The Sockets Records showcase at the Black Cat last Friday wasn’t like attending one concert: it was like attending five. Five separate, exceedingly diverse concerts.
The showcase sidestepped the boundaries of genre and classification, and instead highlighted five years of what Sockets’ founder Sean Peoples appropriately calls “experimental pop.”
“There’s got to be some side of it where it’s weird and you haven’t heard it before, but there’s got to be another side of it too that people can hold on to, that people can love, can recognize,” he said in an interview.
Peoples began Sockets Records as a sort of passionate hobby in December 2004, during “a nostalgic time,” he said, when many D.C.-based bands were breaking up and the local music scene was slowing down.
“I really wanted to document what was going on in D.C.,” Peoples said. “Some of my friends were doing some weird stuff, and I wanted to document it.” So Peoples began personally producing CD-Rs of his friends’ experimental music. As time went on, his label began making waves in D.C.’s underground music scene. After a “shot in the dark” e-mail to the Black Cat concert booker, Peoples had his showcase scheduled on the venue’s mainstage.
The show, which attracted approximately 700 people, Peoples said, was a great way to “let [people] know that there’s some really cool stuff happening in D.C.”
“I want to help foster [an] environment in D.C. that is friendly to people making music, but also allows them to keep doing it,” Peoples said. “I want to try and make these bands feel like they’re legitimate and grow together.”

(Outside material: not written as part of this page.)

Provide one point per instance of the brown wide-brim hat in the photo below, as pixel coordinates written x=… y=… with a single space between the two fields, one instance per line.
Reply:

Of the five bands participating, the first 30-minute set surely met Peoples’ qualification of “weird” – or at least camped a couple miles south of normal. Christina E, the lead singer of Big Gold Belt, a two-person band experimenting with an electronic and repetitive sound, sported hoop earrings, a mini-skirt and stilettos. A projector on stage flashed a series of distorted, colorful photographs, contributing to the scene’s otherworldly feel. The crowd, already fairly large as early as 9:30 p.m., seemed transfixed by the band’s mesh of electronic undertones and the scratchy voice of the lead singer.
The next band shifted gears entirely. The four members of Buildings walked out in khakis and button-up shirts, bubbling with anticipation to start their set. The distinct sound of the purely instrumental group received a lively response from the crowd, and also featured a heavily artistic and thought-provoking slideshow of colors and images. Third up was Imperial China, introducing a contemporary, more indie sound. A sort of experimental rock, the group’s sound blended coarse vocals, electronica, drums, and keyboard to bring the crowd’s energy to a new level for the evening.
Hume, the next group to perform, began its set well into the night, bringing a more folksy sound into the mix. The vocals, very soft and lyrical, were somewhat overpowered by the louder instruments, though where the microphone failed to enhance the volume, loyal fans were more than willing to contribute.
As midnight passed and some members of the crowd began peeking at their watches, the final act, the Cornel West Theory, took the stage; any thoughts of early departures evaporated. The group, which dedicated its set to those harmed in the Haiti catastrophe, had the crowd entranced by its dynamic, animated performance. They seemed unafraid, jumping from one corner of the stage to another, making eye contact with anyone in range, and extending an arm into the crowd at every opportunity. Peoples, who met the band’s members while in college at American University, said that many categorize them as hip-hop or rap, but “they’re a lot more than just hip-hop.” Not only does the band combine several types of music, but the Cornel West Theory’s lyrics are provocative, presenting many layers of political, social and even religious commentary, Peoples said.
Each band made a shout-out to Peoples before leaving the stage. A member of Buildings said, “This is your night, Sean.” The night, it seemed, did belong to Peoples; it was a sort of testament to how far Sockets Records has come.